Pivot Table 1: Average Ride Length by User Type

This table shows the average ride duration for each user type (e.g., members vs. casual users).

pivot_table_user_type <- df %>%
  group_by(usertype) %>%
  summarise(average_ride_length = mean(ride_length, na.rm = TRUE))

pivot_table_user_type %>%
  gt() %>%
  tab_header(
    title = "Average Ride Length by User Type (s)"

Visualization of Pivot Table 1

p1 <- ggplot(pivot_table_user_type, aes(x = usertype, y = average_ride_length, fill = usertype)) +
  geom_bar(stat = "identity") +
  labs(x = "User Type", y = "Average Ride Length (seconds)", title = "Average Ride Length by User Type") +
  theme_minimal() +
  theme(legend.position = "none")
p1

Pivot Table 2: Average Ride Length by Day of Week and User Type

This pivot table displays how ride duration varies by day of the week and user type.

pivot_table_day_of_week <- df %>%
  group_by(usertype, day_of_week) %>%
  summarise(average_ride_length = mean(ride_length, na.rm = TRUE))

pivot_table_day_of_week %>%
  gt() %>%
  tab_header(
    title = "Average Ride Length by Day of Week and User Type (s)"
  )

Visualization of Pivot Table 2

p2 <- ggplot(pivot_table_day_of_week, aes(x = factor(day_of_week), y = average_ride_length, fill = usertype)) +
  geom_bar(stat = "identity", position = "dodge") +
  labs(x = "Day of Week", y = "Average Ride Length (seconds)", title = "Average Ride Length by Day") +
  theme_minimal() +
  theme(legend.position = "none")
p2

Pivot Table 3: Number of Rides by Day of Week and User Type

This table summarizes the total number of rides taken per day of the week by user type.

pivot_table_ride_count <- df %>%
  group_by(usertype, day_of_week) %>%
  summarise(ride_count = n_distinct(trip_id))

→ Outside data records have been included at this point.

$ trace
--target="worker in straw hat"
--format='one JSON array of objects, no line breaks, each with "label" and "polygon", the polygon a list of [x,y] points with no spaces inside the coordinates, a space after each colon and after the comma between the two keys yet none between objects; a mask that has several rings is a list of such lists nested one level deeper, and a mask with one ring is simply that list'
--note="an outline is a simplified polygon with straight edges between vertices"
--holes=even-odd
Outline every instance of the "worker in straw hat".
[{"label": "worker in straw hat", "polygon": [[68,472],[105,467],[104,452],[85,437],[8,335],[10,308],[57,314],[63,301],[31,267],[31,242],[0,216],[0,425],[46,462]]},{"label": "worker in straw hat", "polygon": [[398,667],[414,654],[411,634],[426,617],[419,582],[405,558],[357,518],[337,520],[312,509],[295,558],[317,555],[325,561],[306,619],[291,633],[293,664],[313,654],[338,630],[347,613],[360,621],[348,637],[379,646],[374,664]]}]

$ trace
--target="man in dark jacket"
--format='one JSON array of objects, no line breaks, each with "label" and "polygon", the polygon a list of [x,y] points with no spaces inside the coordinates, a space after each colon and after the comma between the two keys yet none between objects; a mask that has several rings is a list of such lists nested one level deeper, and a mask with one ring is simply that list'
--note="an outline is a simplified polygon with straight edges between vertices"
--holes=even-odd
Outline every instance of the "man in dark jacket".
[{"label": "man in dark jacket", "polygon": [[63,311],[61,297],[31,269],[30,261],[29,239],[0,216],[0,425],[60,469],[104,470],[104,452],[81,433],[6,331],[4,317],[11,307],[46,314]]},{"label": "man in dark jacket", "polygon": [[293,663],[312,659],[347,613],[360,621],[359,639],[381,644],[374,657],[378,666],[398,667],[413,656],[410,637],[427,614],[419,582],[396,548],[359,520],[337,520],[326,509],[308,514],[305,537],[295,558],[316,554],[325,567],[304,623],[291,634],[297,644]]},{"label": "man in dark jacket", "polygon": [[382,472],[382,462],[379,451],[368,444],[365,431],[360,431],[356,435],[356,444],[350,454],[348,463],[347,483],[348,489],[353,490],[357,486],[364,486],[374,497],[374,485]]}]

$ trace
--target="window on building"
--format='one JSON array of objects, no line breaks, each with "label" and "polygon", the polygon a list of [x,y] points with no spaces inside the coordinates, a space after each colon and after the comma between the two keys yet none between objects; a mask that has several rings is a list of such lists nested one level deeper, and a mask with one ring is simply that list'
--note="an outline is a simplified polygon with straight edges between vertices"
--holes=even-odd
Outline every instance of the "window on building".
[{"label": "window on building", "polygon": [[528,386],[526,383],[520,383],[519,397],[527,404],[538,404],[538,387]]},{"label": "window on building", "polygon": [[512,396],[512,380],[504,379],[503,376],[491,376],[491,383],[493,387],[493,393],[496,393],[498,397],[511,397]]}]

pivot_table_ride_count  %>%
  gt() %>%
  tab_header(
    title = "Number of Rides by Day of Week and User Type"
)

Visualization of Pivot Table 3

p3 <- ggplot(pivot_table_ride_count, aes(x = factor(day_of_week), y = ride_count, fill = usertype)) +
  geom_bar(stat = "identity", position = "dodge") +
  labs(x = "Day of Week", y = "Number of Rides", title = "Total Rides by Day") +
  theme_minimal() +
  theme(legend.position = "none")
p3

Combined Visualization

Below is a combined layout of the three visualizations, providing a comprehensive overview of the ride patterns.

(p1 | p2) / p3 + 
  plot_annotation(title = "Bike Ride Analysis for the Whole Year", 
                  theme = theme(plot.title = element_text(hjust = 0.5)))
Combined layout of the three visualizations
Combined layout of the three visualizations

Conclusion

This report provides insights into:

  • How ride duration differs between user types
  • Patterns in ride activity across the days of the week
  • Overall ride frequency and usage trends

These findings could inform decisions about infrastructure planning, customer segmentation, and service optimization.